Abstract :
[en] The development of AI methods is based on three pillars: (1) the availability of data, at least partially annotated; (2) the development of algorithms; and (3) the evaluation of performance. From a scientific perspective, the question of this development becomes more delicate when we have to agree on the metrics for assessing inference performance and when we have to decide on a ranking score. For example, the CDnet site, designed to evaluate the performance of change detection methods for video, proposes no less than 9 ranking metrics.
The aim of this presentation is to outline the various elements of a methodology for evaluating the performance of tools for detecting the motion of objects in a video.
First, we present the probabilistic framework for motion detection from the perspective of segmentation. This framework makes it possible to define a series of scores that are widely used in practice for performance evaluation. As we assume that the result is segmentation, the indicators will be calculated at the pixel level. Next, after defining the notion of ranking, we show that there are an infinite number of performance indicators that can be used for ranking, including the F (also named F1) score.

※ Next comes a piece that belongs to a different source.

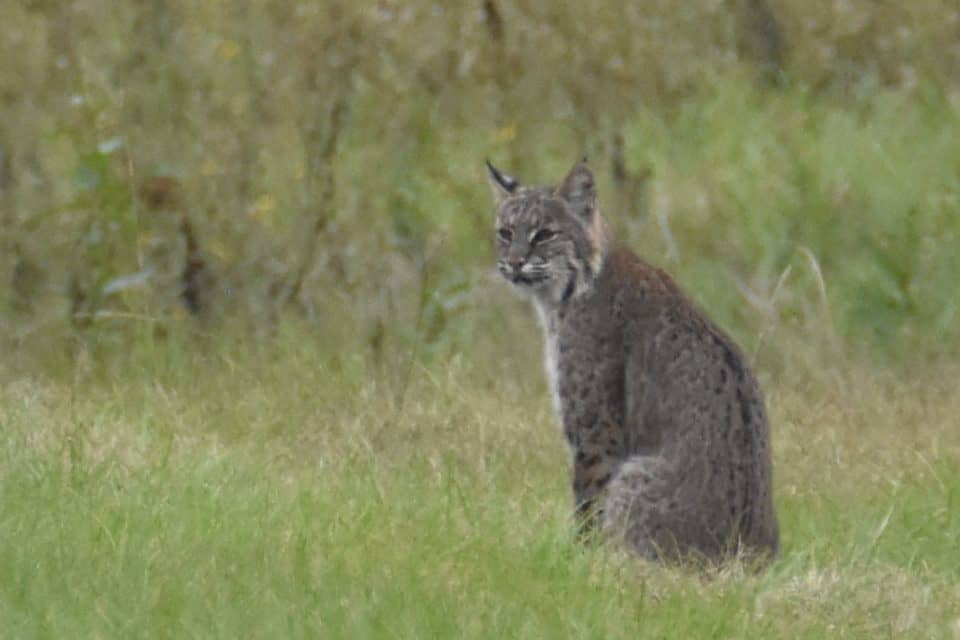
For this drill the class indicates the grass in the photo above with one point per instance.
(348, 435)
(201, 491)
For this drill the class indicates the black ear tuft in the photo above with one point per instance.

Secondly, we study the practical case of an evaluation involving several videos, or even several categories of videos. If we consider all these videos as coming from the same source, we explain why a summarization is more appropriate than an arithmetic average. On the other hand, we also discuss the case of performance evaluation for a set of sources (that might be videos, domains or datasets). Both of these cases apply to video surveillance, including all-weather surveillance.
We conclude by presenting rules of good practice that avoid interpretations drawn, for example, from redundant scores or those obtained by inadequate averaging. These rules are presented as a basis for choosing an algorithm to be implemented in practice.